Unweighted 4.0 scale. Some schools weight honors/AP courses or use a 4.3 scale for A+ — check your institution’s policy.
How GPA is calculated
Each letter grade maps to a number of grade points. Multiply a course’s grade points by its credit hours to get “quality points”, add those up across all courses, then divide by the total credits.
GPA = total quality points ÷ total credits
| A | 4.0 | B | 3.0 | C | 2.0 |
|---|---|---|---|---|---|
| A- | 3.7 | B- | 2.7 | C- | 1.7 |
| B+ | 3.3 | C+ | 2.3 | F | 0.0 |
Three courses — an A (4.0) worth 3 credits, a B+ (3.3) worth 4 credits, and an A-minus (3.7) worth 3 credits — give 36.3 quality points across 10 credits, for a GPA of 3.63.
What a GPA does and doesn't say
A GPA is a credit-weighted average, so your heavier courses pull on it harder than a one-credit elective.

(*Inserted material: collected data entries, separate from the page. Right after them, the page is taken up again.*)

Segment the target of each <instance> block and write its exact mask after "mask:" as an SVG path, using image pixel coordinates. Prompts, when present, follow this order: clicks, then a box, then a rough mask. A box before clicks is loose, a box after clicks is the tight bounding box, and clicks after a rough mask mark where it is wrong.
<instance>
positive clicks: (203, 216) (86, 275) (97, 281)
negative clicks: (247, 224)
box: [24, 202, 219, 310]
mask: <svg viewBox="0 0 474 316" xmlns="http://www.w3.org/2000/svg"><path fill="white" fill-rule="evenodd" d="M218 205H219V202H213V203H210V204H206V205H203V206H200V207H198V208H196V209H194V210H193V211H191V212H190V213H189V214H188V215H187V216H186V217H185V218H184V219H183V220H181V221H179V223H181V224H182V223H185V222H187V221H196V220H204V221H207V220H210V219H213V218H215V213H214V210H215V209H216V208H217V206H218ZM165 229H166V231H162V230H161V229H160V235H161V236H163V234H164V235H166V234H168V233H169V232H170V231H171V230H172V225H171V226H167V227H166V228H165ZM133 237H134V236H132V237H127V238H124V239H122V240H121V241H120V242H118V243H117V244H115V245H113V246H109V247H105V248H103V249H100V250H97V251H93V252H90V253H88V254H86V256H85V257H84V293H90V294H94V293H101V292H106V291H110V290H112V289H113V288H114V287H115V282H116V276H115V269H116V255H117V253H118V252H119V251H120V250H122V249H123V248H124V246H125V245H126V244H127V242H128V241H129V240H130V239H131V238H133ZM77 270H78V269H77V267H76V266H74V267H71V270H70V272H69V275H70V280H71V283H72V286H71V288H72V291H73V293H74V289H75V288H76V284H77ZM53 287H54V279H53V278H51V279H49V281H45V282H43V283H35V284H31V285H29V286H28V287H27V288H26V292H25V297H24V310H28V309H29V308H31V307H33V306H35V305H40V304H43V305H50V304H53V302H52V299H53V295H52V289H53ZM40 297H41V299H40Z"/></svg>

It is a useful summary, but it does not capture the difficulty of your classes, an upward trend over time, or the context behind a tough semester — things admissions officers and employers often weigh too.
Working with your GPA
- Higher-credit courses move it most, so they are where strong grades have the biggest effect.
- Weighted scales reward rigour. If your school adds points for honours or AP/IB classes, an unweighted figure like this one will read a little lower.
- Trends matter. A steady climb tells a better story than a single number alone.